Support for resource readiness feedback in XDS

ivitjuk commented 5 years ago

Title: Support for resource readiness feedback in XDS.

Description: We are experiencing temporary 503 responses from Envoy when adding a new route. We managed to link those to a scenario where the new route also introduces a new cluster. When the new cluster is added it enters the warming state. As we send the routes immediately after sending clusters, there is a short period of time when requests are being routed to the cluster that is still in the warming state. As a consequence, 503 responses are returned.

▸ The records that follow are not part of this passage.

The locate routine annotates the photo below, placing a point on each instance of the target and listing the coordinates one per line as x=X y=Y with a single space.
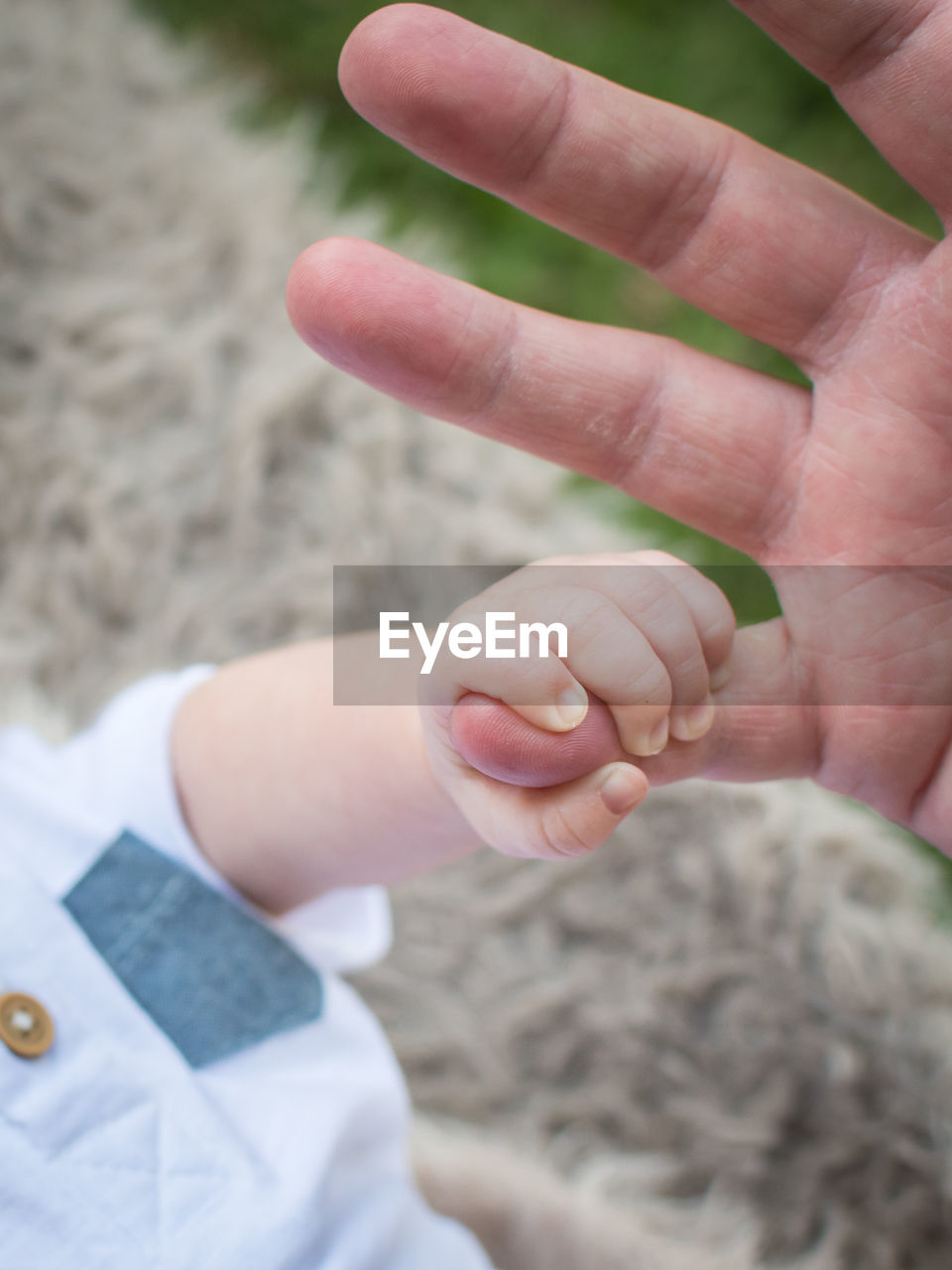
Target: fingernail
x=657 y=737
x=719 y=677
x=571 y=705
x=693 y=722
x=622 y=789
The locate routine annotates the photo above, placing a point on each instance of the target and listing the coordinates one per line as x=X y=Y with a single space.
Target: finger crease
x=879 y=44
x=684 y=208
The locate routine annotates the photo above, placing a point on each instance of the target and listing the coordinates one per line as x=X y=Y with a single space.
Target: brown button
x=26 y=1028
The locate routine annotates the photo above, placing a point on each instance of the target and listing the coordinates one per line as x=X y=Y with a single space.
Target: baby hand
x=537 y=751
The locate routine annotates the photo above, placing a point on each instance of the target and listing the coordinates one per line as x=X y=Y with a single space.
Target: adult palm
x=853 y=685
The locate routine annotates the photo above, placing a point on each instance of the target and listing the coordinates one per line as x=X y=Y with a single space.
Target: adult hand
x=857 y=471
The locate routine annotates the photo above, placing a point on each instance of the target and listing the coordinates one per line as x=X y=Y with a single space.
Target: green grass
x=699 y=54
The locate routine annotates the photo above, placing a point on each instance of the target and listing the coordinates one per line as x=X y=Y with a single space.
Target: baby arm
x=290 y=795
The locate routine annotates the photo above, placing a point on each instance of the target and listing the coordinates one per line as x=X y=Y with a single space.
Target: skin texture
x=853 y=685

We understand we don't respect following requirement from [1]: "management plane must ensure that clusters referenced by a route are in place, before pushing the updates for a route.", but it's not clear to us what is the correct protocol for determining if "clusters referenced by a route are in place".

In our experiments it looks like XDS ACKs to cluster update messages were sent from Envoy before cluster warming period is done, making them unsuitable for the purpose of detecting cluster readiness. Can we get a confirmation/refutation of this behavior?

If this is indeed the case, we would like to propose an extension of the XDS protocol to support a readiness feedback for the resources that require warming up (e.g. CDS and LDS).

[1] https://github.com/envoyproxy/data-plane-api/blob/master/XDS_PROTOCOL.md#eventual-consistency-considerations

mattklein123 commented 5 years ago

@ivitjuk this sounds like a useful addition for the ACK process if you want to make a proposal. cc @htuch

htuch commented 5 years ago

A couple of things:

If you sequence as per https://github.com/envoyproxy/data-plane-api/blob/master/XDS_PROTOCOL.md#eventual-consistency-considerations, as [CDS, EDS, RDS], if everything ACKs, the clusters should be warm by time the RDS update arrives. This really requires ADS or cross-management server coordination in practice.
We could make an extension to allow for resource status to be queried. I think we would want to build this into the incremental xDS variant, as it has better support for fine grained resource addressing; a limitation of the current state-of-the-world updates is that status such as ACK is on an entire update granularity, not a specific resource.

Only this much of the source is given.